SRAM XX1 EAGLE 12-SPEED DRIVETRAIN TEST
SRAM XX1 EAGLE 12-SPEED DRIVETRAIN
More Freedom To Roam
Eagle has taken the cycling community by storm and shocked riders with the introduction of a massive 50-tooth rear cassette. SRAM paved the way for the single-ring drivetrain with the release of the original 1×11 XX1, which was considered massive for the time with its 10-42 cassette; however, many riders were still skeptical about the gear range of a single-ring system. SRAM responded to that skepticism with the new Eagle drivetrain.
The Eagle drivetrain comes in two distinct versions: the XX1, which we tested here, and the X01 version which is less expensive. The XX1 drivetrain is designed for gram-counting XC guys, while the X01 system sports the same gear range but is designed for all-mountain and enduro riders. Aside from the flashy gold coloring, the massive 50-tooth rear cog is the most eye-catching part of the group, pushing some to say that there is more cog than rear wheel. The XG-1299 cassette offers a robust 500-percent gear range that rivals most 2x systems. This cassette works in conjunction with a redesigned rear derailleur that was built with a new Type-3 roller bearing clutch and new oversized pulleys to compensate for the massive cassette.
One of the biggest changes SRAM made with the XX1 Eagle is a new shifter pod with redesigned internals. The new design has a smoother feel and engagement, along with a carbon trigger to reduce over-all weight. Given that there is a substantially bigger climbing gear, there is more chain length floating around, which led to a new front chainring design to accommodate the extra material. The X-Sync 2 uses the same circumference chainring, but deepens the channels between the teeth so that they resemble a claw for better retention (hence the name Eagle). Along with the new chainring design is a redesigned set of carbon cranks that are claimed to be lighter and stiffer than the previous XX1.

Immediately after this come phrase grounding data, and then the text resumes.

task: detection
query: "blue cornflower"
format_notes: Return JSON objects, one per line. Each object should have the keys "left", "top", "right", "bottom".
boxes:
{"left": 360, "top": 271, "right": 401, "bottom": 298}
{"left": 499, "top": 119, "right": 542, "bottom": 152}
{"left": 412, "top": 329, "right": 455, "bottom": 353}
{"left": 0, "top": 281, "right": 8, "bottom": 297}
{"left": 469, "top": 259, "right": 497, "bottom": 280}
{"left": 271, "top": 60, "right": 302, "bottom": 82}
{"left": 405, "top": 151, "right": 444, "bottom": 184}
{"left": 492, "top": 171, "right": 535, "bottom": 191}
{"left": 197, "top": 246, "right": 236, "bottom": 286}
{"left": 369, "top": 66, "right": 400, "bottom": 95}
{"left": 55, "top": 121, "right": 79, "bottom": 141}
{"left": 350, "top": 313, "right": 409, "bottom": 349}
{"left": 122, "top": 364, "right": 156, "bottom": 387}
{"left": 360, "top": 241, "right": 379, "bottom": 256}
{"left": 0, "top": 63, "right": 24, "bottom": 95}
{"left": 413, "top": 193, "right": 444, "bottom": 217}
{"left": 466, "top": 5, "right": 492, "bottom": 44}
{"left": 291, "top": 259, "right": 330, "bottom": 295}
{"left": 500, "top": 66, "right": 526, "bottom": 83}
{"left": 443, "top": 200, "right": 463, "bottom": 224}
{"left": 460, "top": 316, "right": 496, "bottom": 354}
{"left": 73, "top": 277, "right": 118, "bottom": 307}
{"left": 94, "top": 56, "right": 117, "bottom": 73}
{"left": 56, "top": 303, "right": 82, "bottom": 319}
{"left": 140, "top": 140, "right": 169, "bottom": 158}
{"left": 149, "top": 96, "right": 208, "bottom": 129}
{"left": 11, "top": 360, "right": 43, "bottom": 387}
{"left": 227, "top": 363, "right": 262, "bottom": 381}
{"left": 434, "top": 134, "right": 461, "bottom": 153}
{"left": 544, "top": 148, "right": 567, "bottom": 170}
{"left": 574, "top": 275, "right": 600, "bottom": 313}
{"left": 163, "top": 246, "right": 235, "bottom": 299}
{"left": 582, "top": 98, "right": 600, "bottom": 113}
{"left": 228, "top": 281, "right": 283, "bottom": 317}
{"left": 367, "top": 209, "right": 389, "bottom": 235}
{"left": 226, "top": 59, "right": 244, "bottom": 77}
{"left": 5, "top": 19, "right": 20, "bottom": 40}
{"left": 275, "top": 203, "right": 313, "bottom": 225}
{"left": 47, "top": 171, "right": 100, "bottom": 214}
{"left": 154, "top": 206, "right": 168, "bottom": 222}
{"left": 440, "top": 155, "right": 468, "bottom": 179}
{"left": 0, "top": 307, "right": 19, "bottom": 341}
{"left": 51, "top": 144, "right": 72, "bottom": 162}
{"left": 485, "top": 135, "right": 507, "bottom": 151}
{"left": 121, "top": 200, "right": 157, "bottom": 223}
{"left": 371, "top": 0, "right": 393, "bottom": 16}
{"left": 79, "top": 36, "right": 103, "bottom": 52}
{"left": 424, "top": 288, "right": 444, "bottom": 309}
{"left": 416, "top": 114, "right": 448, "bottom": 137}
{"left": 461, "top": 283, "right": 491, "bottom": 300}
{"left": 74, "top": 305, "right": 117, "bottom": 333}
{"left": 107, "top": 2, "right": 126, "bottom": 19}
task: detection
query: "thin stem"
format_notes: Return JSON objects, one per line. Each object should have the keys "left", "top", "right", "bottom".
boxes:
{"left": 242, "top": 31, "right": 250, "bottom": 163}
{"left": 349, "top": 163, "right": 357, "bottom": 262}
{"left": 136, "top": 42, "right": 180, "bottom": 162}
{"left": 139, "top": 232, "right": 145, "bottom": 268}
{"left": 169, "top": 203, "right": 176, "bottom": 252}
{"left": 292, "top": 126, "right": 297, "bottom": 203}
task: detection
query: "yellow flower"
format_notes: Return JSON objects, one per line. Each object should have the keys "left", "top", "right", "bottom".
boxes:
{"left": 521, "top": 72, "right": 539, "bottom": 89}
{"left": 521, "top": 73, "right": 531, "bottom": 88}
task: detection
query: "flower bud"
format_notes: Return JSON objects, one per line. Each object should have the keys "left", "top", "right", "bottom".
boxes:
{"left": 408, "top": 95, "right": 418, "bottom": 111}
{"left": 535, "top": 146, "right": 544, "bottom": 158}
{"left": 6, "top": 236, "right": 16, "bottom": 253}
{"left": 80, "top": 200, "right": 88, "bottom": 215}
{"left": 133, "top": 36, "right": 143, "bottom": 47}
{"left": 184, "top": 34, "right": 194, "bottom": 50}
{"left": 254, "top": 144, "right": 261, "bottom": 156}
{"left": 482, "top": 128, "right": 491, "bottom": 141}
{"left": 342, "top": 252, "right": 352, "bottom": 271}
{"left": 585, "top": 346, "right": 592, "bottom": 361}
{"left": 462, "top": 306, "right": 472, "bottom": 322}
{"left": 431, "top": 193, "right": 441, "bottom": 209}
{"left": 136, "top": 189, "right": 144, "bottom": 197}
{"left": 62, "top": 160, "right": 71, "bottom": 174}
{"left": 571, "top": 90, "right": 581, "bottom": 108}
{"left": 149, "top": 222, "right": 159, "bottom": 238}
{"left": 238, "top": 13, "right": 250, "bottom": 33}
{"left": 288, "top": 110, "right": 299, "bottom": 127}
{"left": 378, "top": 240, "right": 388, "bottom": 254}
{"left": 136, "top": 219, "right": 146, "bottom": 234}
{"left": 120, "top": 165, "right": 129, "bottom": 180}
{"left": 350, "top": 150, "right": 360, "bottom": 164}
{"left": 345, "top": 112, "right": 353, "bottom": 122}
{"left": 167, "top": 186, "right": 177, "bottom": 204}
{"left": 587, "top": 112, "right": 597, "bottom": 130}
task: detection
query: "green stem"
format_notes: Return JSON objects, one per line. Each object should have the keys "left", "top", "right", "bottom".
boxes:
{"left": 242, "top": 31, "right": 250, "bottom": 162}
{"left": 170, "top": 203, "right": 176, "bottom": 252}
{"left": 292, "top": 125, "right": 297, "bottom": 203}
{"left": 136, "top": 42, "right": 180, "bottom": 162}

It’s bold: The rear cassette offers the same gears as the previous 11-speed XX1, but with the addition of the 50-tooth cog. The rear derailleur uses a new clutch mechanism that was designed specifically for the new cassette.
On the trail:
Dialing in the shifting and the chain length was a bit different from anything else we have worked on in the past. The limit screws were as straight-forward as on any other drivetrain, but it took some finesse to dial in the B-tension screw. SRAM has guidelines to setting this, but it will take some trial and error. Some of our test riders preferred a 34-tooth front chainring on the 11-speed XX1, so for the sake of consistency, we stuck with that size for the first part of our testing.
If there wasn’t enough before: It took a few rides to remember that we had an extra gear left, but once we adapted to the new cassette we appreciated the extra gearing, especially during long days in the saddle. Riders who didn’t feel comfortable enough with a 42-tooth will have little to complain about with the bigger range.
You can’t miss it: The 50-tooth cog is tough to miss with its incredible size rivaling front chainrings used for road bikes. The application, though, is effective and will open the doors for certain riders who need that extra push to help them get up the hills.
The new shifting mechanism has a very distinct, crisp feel, with a much smoother shift than the 11-speed shifter. Through the whole cassette range the shifting had a very linear feel, even when shifting up into the 50. The question that all of our testers wanted to ask was, “How will that 50 feel?” Most of us here at MBA thought that the 42-tooth on the XX1 offered plenty of gearing, so we were curious to see how we would adjust to the new range. The first couple rides proved that our muscle memory was on point, as we simply forgot we had an extra gear when the climbs got long and extra steep. After reminding ourselves a few times that there was still a little more left on the back end, we found that the 50-tooth cog provided a solid “bail-out” gear when we were spent or if we were conquering a steeper-than-normal stretch of trail. Under heavy loads the derailleur smoothly made the jump from 42 to 50 and came down once the trail let up.
A crisp engagement: One of the first aspects we noticed with the new Eagle was the crisp shifting engagement. The shifter lever uses new internals that give the rider a linear feel throughout the gear range.
Over rougher sections of trail, the new chainring worked well to keep the chain in place. The new clutch system in the rear derailleur minimized chain slap, but we did have a couple loud hits on really rocky sections.
Hence the name: To pick up the extra chain length that is needed to fit the bigger cassette, SRAM redesigned the teeth on the front chainring. The overall circumference of the ring is the same as the previous 11-speed, but the channels between the teeth were deepened and the teeth were given a claw-like shape.
Only a couple of our test riders found that they could make the jump up to a 36-tooth chainring up front. You will be able to gain more speed on the top end with a bigger front ring, but that’s not necessarily something that every rider will need to do, as a 32 or 34 (on more technical terrain) is plenty. No matter how you see it, the Eagle will allow riders who haven’t made the jump to 1x to ride the same trails that they ride on their 2x set- ups. If you’re a little afraid to make the switch, it will only take one ride in that glory gear to see that a 1x can give you the range that you’ve been looking for.